Option Default Description
--format, -f yaml Output format: yaml, json, or owl
--enrichers, -e (none) Comma-separated list of enricher sources
--classes, -c (none) Target chemrof classes (implies --autochain)
--autochain false Generate interlinked dependent entities

Input format detection

The converter auto-detects the input format:

  • Starts with InChI= → parsed as InChI
  • Otherwise → parsed as SMILES

Non-standard InChI with /s3 (racemic) automatically triggers --autochain with --classes RacemicMixture.

Output formats

YAML (default) — one document per entity, or multi-document YAML for autochain output:

chemrof convert CCO
id: INCHIKEY:LFQSCWFLJHTTHZ-UHFFFAOYSA-N
name: C2H6O
type: chemrof:SmallMolecule
smiles_string: CCO
inchi_string: InChI=1S/C2H6O/c1-2-3/h3H,2H2,1H3
empirical_formula: C2H6O
molecular_mass: 46.0419
is_organic: true

JSON — same structure, JSON-encoded:

chemrof convert CCO --format json

OWL — OWL Functional Syntax ontology via linkml-data2owl.

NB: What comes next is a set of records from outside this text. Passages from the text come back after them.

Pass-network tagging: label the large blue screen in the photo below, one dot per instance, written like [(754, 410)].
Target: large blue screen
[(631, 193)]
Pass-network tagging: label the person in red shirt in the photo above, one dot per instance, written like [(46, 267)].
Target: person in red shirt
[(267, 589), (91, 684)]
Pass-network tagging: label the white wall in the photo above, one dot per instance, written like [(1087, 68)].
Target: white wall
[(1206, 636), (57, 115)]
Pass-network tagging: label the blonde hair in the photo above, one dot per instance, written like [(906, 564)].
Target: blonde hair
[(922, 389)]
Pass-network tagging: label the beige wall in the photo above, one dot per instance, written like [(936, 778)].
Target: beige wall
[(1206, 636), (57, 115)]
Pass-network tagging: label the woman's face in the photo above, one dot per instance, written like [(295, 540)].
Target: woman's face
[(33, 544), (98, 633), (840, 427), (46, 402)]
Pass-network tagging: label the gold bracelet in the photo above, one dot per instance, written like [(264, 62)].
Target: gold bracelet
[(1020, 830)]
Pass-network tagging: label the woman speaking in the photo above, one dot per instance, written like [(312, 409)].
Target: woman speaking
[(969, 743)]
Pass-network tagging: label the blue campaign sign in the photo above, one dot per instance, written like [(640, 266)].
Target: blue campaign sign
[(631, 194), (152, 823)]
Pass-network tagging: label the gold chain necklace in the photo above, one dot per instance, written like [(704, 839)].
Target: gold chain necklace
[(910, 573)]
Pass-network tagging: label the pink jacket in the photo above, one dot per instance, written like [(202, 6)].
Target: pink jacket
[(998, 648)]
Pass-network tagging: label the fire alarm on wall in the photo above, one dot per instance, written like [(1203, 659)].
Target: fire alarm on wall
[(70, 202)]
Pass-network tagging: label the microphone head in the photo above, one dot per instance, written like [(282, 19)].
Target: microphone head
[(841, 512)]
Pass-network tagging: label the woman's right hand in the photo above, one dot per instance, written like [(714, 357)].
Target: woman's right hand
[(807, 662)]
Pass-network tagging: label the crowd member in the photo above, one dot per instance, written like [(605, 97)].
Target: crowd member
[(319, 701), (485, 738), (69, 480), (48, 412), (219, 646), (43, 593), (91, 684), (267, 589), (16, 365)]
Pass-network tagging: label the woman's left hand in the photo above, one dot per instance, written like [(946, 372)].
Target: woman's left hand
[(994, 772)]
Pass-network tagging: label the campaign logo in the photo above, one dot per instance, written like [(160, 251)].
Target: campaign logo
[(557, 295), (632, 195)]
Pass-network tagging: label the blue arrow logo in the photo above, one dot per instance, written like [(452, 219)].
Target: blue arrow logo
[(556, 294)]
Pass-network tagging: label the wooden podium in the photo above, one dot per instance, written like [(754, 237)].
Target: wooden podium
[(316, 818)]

Types with owl.template annotations (MonoatomicIon, Enantiomer, RacemicMixture) produce EquivalentClasses axioms. Others produce annotation assertions:

chemrof convert "[Ca+2]" --format owl
EquivalentClasses(INCHIKEY:... ObjectIntersectionOf(
  chemrof:MonoatomicIon
  ObjectSomeValuesFrom(chemrof:has_element chemrof:Ca)
  DataHasValue(chemrof:elemental_charge "2"^^xsd:integer)
))

Autochain

The --classes option generates interlinked entity graphs. Requesting RacemicMixture generates the chirality-agnostic form, both enantiomers, and the racemic mixture entity — all with relationship slots populated.

# Generate full racemate graph from stereo-neutral alanine
chemrof convert "CC(N)C(=O)O" --classes RacemicMixture --format json

# Enantiomers only (no mixture entity)
chemrof convert "CC(N)C(=O)O" --classes Enantiomer

# From a specific enantiomer — generates agnostic + mirror + mixture
chemrof convert "C[C@@H](N)C(=O)O" --classes RacemicMixture

# Racemic InChI auto-triggers autochain
chemrof convert "InChI=1/C3H7NO2/c1-2(4)3(5)6/h2H,4H2,1H3,(H,5,6)/t2-/s3"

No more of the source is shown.